This is one important aspect all scriptwriters should know. Every character in the script has names or attribute given to them for easy identification. In this article, I will be discussing with you the standard format of how to name characters in a script.
There are different types of characters with their names and their roles. In script, we have two types of character.
- The Major Character.
- The Minor Character.
The Major Character
This is a character that is more engaged in the script. The Major character acts the major role and they are involved in major activities in the script.
Importance of Major Character
- The major character performs the main activities in the story.
- Stories are determined by the activities of the major character.

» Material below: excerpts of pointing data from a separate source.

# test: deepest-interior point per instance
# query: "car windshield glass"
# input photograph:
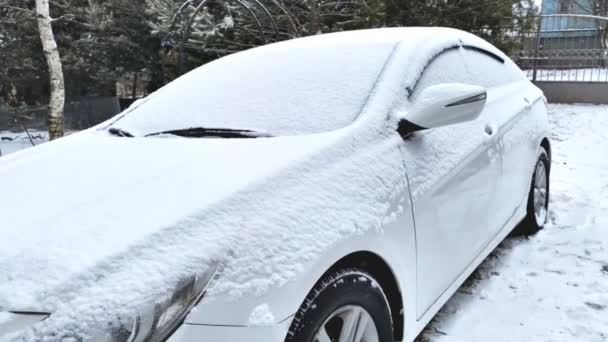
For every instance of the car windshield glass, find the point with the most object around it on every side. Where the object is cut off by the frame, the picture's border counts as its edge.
(290, 88)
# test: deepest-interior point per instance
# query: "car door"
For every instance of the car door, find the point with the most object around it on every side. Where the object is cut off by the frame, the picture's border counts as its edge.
(510, 96)
(453, 174)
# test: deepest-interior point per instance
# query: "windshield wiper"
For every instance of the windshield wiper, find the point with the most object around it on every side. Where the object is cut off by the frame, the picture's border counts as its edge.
(202, 132)
(120, 132)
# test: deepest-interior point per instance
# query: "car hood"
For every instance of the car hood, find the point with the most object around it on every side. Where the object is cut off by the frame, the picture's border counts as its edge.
(70, 206)
(95, 228)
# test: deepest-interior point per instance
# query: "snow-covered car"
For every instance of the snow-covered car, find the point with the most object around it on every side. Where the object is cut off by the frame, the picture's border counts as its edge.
(332, 188)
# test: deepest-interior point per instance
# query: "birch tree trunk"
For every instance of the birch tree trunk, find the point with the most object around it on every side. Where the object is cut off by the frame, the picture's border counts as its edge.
(49, 46)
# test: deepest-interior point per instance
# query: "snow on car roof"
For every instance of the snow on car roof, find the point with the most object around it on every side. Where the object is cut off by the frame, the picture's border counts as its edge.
(267, 232)
(301, 86)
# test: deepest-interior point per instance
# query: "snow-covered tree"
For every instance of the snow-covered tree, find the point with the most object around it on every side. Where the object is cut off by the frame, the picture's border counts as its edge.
(199, 30)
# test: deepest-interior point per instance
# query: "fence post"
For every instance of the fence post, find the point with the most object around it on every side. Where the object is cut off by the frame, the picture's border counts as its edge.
(538, 41)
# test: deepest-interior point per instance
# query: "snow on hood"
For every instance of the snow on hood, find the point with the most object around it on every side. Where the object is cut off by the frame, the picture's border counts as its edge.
(69, 207)
(96, 225)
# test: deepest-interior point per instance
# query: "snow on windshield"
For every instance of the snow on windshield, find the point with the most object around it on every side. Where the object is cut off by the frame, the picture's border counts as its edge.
(310, 86)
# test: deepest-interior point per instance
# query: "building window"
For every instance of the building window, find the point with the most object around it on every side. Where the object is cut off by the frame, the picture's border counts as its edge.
(566, 6)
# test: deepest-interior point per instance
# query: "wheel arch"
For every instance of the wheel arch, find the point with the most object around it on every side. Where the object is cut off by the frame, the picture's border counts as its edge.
(379, 269)
(546, 144)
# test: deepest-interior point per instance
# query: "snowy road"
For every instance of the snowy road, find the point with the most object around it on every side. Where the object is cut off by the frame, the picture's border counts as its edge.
(553, 286)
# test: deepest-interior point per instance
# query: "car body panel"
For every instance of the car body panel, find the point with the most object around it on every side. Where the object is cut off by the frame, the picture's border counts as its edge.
(324, 196)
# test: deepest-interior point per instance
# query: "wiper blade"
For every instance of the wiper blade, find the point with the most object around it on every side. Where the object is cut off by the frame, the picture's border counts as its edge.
(201, 132)
(120, 132)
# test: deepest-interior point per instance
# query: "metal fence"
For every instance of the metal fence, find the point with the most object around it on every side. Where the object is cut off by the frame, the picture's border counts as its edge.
(565, 48)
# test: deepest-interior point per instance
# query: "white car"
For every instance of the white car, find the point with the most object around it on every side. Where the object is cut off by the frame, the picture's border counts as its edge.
(339, 187)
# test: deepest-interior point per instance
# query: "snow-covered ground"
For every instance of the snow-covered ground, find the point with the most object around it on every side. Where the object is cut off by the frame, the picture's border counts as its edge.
(14, 141)
(577, 75)
(553, 286)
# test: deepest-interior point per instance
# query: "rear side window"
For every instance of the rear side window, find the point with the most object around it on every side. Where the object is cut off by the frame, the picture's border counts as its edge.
(448, 67)
(488, 72)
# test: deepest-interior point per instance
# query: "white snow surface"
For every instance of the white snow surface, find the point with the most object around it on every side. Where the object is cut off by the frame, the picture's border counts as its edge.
(14, 141)
(552, 286)
(261, 316)
(576, 75)
(309, 85)
(145, 208)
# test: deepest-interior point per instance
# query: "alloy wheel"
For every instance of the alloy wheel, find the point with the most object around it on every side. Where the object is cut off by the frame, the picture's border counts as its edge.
(349, 323)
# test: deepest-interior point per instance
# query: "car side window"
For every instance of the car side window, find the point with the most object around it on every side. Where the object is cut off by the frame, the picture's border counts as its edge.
(488, 71)
(448, 67)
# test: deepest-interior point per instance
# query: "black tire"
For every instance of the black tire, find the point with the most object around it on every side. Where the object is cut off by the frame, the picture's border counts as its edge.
(530, 226)
(338, 290)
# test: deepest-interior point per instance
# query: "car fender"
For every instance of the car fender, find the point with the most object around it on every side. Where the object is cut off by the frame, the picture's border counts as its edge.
(395, 244)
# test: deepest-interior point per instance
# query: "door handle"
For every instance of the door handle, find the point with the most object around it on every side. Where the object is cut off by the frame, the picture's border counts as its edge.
(489, 130)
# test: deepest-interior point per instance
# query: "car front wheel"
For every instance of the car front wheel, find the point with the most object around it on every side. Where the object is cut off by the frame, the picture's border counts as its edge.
(346, 306)
(538, 198)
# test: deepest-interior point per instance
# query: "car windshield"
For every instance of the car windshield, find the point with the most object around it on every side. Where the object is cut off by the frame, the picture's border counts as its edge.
(291, 88)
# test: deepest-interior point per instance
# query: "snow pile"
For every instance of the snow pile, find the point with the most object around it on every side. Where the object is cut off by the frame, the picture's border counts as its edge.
(306, 86)
(161, 210)
(11, 141)
(261, 316)
(553, 286)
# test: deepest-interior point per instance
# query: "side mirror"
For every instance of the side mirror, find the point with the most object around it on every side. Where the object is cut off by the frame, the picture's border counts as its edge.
(443, 105)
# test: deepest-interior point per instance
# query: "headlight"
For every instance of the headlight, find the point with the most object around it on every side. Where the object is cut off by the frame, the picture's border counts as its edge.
(163, 316)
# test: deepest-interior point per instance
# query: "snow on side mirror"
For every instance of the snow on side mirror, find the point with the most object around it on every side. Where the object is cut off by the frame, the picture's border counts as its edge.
(443, 105)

- The Major character brings sweetness to the story.
Naming Major Character
Writers need to be very careful when naming characters. The name of a character must be in line with his trait and behavior or the kind of person he is. It will be wrong if writers give the wrong name to a character with a different trait. For example, Giving a hardened criminal a soft and smoothing baby-like name. For proper naming of a character, Writers need to answer the following questions.
Who is your Character?
The who in this question is requesting for more details about your character, for example, his personality, how he reacts to situations around him, is he rich or poor? Is he arrogant or calm? etc… This question is generally asking for more information about your character and as a writer, one must get an answer to these questions before giving a name.
What is the gender?
After answering and getting the information needed in the question above the next question the writer should answer is the gender of the character. Either male or female the writer should be able to relate the character’s personality with their gender. It absolutely won’t make sense if a feminine name is giving to a character who has a complete male personality.
These are characters in the screenplay that appear less than the major character. They take minor or less important roles compared to the major role yet contribute to the development of the script. As a writer, don’t short-change them, but rather, take time to develop them. Each minor character must serve a purpose if not, don’t bother using them.
Importance Of Minor Character
- Minor characters help to add information to the story hereby pushing the storyline forward.
- Minor Characters give additional insight about major characters, including back-story, which will help you to avoid writing exposition.
- Minor characters can bring a different view to the storyline.
- Minor Characters serve as a mirror to the protagonist and one way or the other they help the protagonist in achieving his or her goal.
Naming Major Character
A minor character can share a name format with the major character writer should be consistent in the naming format. As a writer, if you introduce a character as COLLINS you should use the name COLLINS throughout the script. If the Minor characters are more than one or if they are numerous give a general name to them i.e use their role to name them.
Below is the major character naming and the minor character naming format.
INT. CLASSROOM – DAY
Wale enters the class, sits on his chair. One of the students slams the table right behind him.
Everybody the teacher is coming!
Where is the teacher?
Look at him, right behind you.
Angrily, Wale stands.
Are you crazy?
Wale! if you fight, I will report you to the principal.
The above is an example of how to name numerous minor characters. There are some valid and acceptable character naming formats.
- STUDENT 1 / STUDENT 2 ect.
- STUDENT ONE / STUDENT TWO ect.
- FIRST STUDENT / SECOND STUDENT ect.
It does not matter the format you use, as far as you are consistent with the name throughtout the script.
In conclusion, As a writer, you have to stick to the names you give a character. One rule writers should avoid is mixing and matching character names. Stick to the standard format of how to name characters in the script. Do not change the name or its format throughout your script. This rule applies to both major and minor characters.